Streets, buildings, towns are storage vessels for history and for stories. If we let them decay or even demolish them, we are deleting the traces of our own history. From time to time that may be in someone’s political interests. Immediately after seizing power in Austria in 1938, the National Socialists destroyed a monument that commemorated a terror attack committed by SA men against Austrofascist auxiliary police officers in Alauntal near Krems. The destruction of historical artefacts is symptomatic of a society’s consciousness of history.
The synagogue in Krems had survived the pogrom of November 1938, cynically dubbed “the night of broken glass” by the Nazis, and the Allied bombings of 1945. After the war it was handed back to the Jewish Community of Vienna (IKG), which sold the building in the 1970s. In 1976 the city authorised its demolition. Today, a betting shop stands on the site of the temple.

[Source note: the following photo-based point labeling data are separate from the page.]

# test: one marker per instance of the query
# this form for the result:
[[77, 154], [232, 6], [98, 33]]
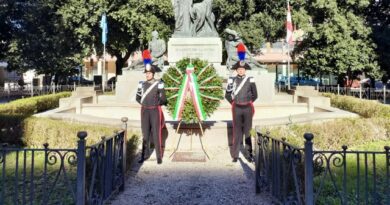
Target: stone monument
[[195, 35]]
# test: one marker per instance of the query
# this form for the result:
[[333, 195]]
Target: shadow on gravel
[[248, 171]]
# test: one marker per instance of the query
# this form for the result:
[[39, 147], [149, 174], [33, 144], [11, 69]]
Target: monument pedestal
[[209, 49]]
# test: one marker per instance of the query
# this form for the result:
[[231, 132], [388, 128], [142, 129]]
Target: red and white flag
[[289, 27]]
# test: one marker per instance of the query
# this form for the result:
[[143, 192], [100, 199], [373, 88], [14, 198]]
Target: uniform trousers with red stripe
[[242, 124], [151, 125]]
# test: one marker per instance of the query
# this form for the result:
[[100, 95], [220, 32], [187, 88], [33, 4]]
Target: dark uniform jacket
[[246, 95], [155, 97]]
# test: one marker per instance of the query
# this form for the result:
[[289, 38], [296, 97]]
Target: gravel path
[[217, 181]]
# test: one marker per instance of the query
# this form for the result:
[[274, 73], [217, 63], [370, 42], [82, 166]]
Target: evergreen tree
[[338, 41]]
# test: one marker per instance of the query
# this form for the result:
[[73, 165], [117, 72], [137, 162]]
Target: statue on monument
[[157, 48], [232, 40], [203, 19], [194, 20], [182, 18]]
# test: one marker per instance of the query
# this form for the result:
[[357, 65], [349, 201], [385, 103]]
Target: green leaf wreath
[[210, 83]]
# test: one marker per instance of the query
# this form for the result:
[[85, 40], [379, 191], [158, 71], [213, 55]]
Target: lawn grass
[[370, 132]]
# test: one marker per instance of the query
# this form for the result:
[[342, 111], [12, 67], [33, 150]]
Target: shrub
[[13, 114], [333, 134], [61, 134], [30, 106]]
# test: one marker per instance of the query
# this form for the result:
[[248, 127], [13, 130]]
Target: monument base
[[209, 49]]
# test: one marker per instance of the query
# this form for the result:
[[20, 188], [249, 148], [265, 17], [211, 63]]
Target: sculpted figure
[[183, 27], [157, 49], [231, 43], [203, 19]]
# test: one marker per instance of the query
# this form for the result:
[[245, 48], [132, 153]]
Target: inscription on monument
[[202, 48]]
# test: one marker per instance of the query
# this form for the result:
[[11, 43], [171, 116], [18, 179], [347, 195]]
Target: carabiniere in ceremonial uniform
[[241, 92], [151, 96]]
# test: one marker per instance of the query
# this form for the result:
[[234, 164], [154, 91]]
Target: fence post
[[309, 191], [124, 128], [338, 89], [387, 150], [109, 170], [81, 161]]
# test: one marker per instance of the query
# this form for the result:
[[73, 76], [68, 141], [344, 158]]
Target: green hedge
[[365, 108], [60, 134], [30, 106], [12, 115], [364, 133]]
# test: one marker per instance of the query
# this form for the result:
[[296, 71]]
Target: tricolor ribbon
[[189, 84]]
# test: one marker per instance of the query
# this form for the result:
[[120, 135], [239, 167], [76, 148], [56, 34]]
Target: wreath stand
[[200, 139]]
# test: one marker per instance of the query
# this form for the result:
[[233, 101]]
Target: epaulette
[[231, 80], [140, 83], [161, 84]]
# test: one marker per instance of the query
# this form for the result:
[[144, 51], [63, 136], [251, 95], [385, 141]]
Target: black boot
[[142, 159]]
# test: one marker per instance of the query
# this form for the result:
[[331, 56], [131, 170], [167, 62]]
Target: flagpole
[[288, 66], [288, 50], [104, 68]]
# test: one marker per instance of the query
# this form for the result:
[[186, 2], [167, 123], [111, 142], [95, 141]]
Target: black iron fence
[[28, 90], [294, 175], [84, 175], [380, 94]]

In 1938 Krems became the “Gau capital” of Lower Danube. However, it lacked a venue for large gatherings, which was needed for its new role. Before the end of the year there were plans for a hall building as an extension to the Brauhof inn. The Brauhof hall was opened two years later. It served as a venue for concerts and plays. But the main purpose of the hall was to host large gatherings of people who could be turned into obedient followers of the regime by the staging of emotionally manipulative, theatrical events.
The few surviving photos show a stage decorated with a swastika, flags waving, a jubilant crowd with raised arms. When the Brauhof hall was torn down to make way for a shopping centre in 1993, these traces too were erased.